Existem dois personagens notáveis na serra gaúcha do século XIX. Um kaingang que, a partir dos onze anos, passou a viver entre brancos, e um alemão que, a partir dos onze anos, passou a viver entre indígenas.
O primeiro recebeu o nome de Luís Antônio, mas era mais conhecido como Luís Bugre. Foi parar entre os brancos do Vale do Caí porque levou um tiro, numa noite lá em que os kaingang estavam pegando comida nas lavouras dos alemães. Acabou sendo criado por um brasileiro que vivia entre os colonos, ali pros lados da Feliz.

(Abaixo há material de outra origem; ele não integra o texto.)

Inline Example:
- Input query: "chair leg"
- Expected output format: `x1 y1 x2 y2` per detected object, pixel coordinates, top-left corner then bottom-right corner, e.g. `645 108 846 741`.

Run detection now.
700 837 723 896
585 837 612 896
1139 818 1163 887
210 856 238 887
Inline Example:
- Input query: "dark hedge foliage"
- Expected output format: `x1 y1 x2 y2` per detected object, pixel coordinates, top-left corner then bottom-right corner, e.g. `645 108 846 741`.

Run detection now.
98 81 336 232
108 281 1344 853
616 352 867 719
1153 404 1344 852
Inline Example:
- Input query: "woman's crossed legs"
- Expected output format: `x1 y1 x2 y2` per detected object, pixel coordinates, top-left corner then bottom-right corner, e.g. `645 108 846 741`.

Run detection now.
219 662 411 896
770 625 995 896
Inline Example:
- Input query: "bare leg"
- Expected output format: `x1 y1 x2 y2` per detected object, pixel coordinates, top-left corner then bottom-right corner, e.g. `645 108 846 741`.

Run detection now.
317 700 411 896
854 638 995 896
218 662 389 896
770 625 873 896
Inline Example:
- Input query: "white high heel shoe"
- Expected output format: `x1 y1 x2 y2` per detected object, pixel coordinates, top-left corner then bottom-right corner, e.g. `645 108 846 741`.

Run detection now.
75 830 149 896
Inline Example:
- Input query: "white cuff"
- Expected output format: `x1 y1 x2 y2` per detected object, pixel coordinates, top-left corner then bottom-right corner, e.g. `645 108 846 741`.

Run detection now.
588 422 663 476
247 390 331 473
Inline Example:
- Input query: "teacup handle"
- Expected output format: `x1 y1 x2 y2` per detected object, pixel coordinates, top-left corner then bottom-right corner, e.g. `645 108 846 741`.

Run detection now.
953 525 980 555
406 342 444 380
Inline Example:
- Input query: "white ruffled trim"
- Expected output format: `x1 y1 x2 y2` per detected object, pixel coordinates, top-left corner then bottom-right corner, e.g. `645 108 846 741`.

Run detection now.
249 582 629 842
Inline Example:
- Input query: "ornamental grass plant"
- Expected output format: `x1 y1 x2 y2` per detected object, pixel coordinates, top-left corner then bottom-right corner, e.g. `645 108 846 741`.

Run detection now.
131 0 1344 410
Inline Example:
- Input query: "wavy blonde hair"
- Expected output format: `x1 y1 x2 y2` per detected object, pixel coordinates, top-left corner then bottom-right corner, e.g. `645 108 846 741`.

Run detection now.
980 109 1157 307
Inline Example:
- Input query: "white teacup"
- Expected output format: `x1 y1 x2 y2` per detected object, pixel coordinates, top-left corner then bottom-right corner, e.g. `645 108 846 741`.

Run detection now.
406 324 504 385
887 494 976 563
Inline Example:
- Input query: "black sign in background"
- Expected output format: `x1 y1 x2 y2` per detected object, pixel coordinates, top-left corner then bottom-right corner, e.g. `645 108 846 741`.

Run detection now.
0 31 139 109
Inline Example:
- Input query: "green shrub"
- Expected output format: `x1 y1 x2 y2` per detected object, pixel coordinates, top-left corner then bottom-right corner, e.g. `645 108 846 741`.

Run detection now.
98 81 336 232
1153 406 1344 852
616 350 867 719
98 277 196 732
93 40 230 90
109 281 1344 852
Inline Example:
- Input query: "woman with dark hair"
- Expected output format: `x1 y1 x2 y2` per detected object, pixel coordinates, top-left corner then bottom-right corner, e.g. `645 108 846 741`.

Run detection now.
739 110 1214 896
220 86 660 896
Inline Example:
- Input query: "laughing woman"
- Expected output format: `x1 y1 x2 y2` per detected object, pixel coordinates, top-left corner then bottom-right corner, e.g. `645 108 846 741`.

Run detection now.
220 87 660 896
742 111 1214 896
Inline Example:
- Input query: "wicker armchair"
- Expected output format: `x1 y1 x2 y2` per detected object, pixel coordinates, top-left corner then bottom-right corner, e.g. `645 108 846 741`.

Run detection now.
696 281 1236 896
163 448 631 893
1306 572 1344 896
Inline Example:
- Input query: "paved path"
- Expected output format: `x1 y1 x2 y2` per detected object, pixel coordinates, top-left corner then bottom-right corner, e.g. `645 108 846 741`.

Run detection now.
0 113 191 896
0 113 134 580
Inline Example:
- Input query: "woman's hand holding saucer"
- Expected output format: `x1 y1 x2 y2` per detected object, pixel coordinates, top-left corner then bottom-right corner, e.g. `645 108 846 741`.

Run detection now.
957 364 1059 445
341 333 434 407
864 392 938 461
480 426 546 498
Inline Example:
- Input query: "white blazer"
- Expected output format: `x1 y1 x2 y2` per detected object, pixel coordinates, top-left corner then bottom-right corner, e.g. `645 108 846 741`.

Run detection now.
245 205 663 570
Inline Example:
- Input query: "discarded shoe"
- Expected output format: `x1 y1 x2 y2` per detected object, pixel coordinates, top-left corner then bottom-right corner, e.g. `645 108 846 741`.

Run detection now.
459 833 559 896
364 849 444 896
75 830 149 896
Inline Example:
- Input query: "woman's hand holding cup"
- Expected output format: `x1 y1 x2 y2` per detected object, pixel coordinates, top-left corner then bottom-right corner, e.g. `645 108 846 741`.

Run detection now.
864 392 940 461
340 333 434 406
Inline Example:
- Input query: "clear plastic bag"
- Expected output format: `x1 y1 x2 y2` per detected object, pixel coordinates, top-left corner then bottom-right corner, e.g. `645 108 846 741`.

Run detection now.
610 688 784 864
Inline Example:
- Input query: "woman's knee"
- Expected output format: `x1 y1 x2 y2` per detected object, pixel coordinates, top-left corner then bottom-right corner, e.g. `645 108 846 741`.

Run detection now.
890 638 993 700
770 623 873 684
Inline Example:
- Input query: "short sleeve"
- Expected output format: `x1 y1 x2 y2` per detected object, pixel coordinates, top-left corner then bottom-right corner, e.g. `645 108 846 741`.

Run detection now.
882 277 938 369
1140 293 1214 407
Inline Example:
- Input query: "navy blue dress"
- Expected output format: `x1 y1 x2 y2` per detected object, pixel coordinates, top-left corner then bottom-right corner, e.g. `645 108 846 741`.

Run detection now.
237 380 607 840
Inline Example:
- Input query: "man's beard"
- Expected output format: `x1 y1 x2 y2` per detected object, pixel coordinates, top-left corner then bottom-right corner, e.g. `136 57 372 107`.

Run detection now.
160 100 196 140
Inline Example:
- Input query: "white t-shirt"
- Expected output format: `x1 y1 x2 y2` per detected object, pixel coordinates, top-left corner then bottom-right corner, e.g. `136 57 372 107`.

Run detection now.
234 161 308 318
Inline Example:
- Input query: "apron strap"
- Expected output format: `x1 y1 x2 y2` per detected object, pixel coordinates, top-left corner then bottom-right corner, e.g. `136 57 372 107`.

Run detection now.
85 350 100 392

Luís Antônio aprendeu português, aprendeu alemão, serviu de guia montanha acima, quando chegaram também imigrantes italianos.
O outro guri se chamava Jacob Versteg. Descendente de uns van Steeg que moravam na Holanda. Jacob foi parar entre os kaingang porque foi sequestrado junto com a mãe e a irmã. Um dos sequestradores era o Luís Antônio.
Luís Antônio não gostava que o chamassem de Bugre. Daí o pai do Jacob falou o que não devia, num bolicho… O sequestro da família (todos menos o ofensor, que se salvou porque não estava em casa) foi uma vingança, segundo a versão dos colonos. A versão do indígena não sabemos.
A mãe e a irmã do Jacob sumiram. Já o guri viveu anos com os kaingang e, quando voltou a morar com os brancos, ficavam chamando ele de Jacó Bugre.
Ele não gostava disso, segundo a bisneta dele.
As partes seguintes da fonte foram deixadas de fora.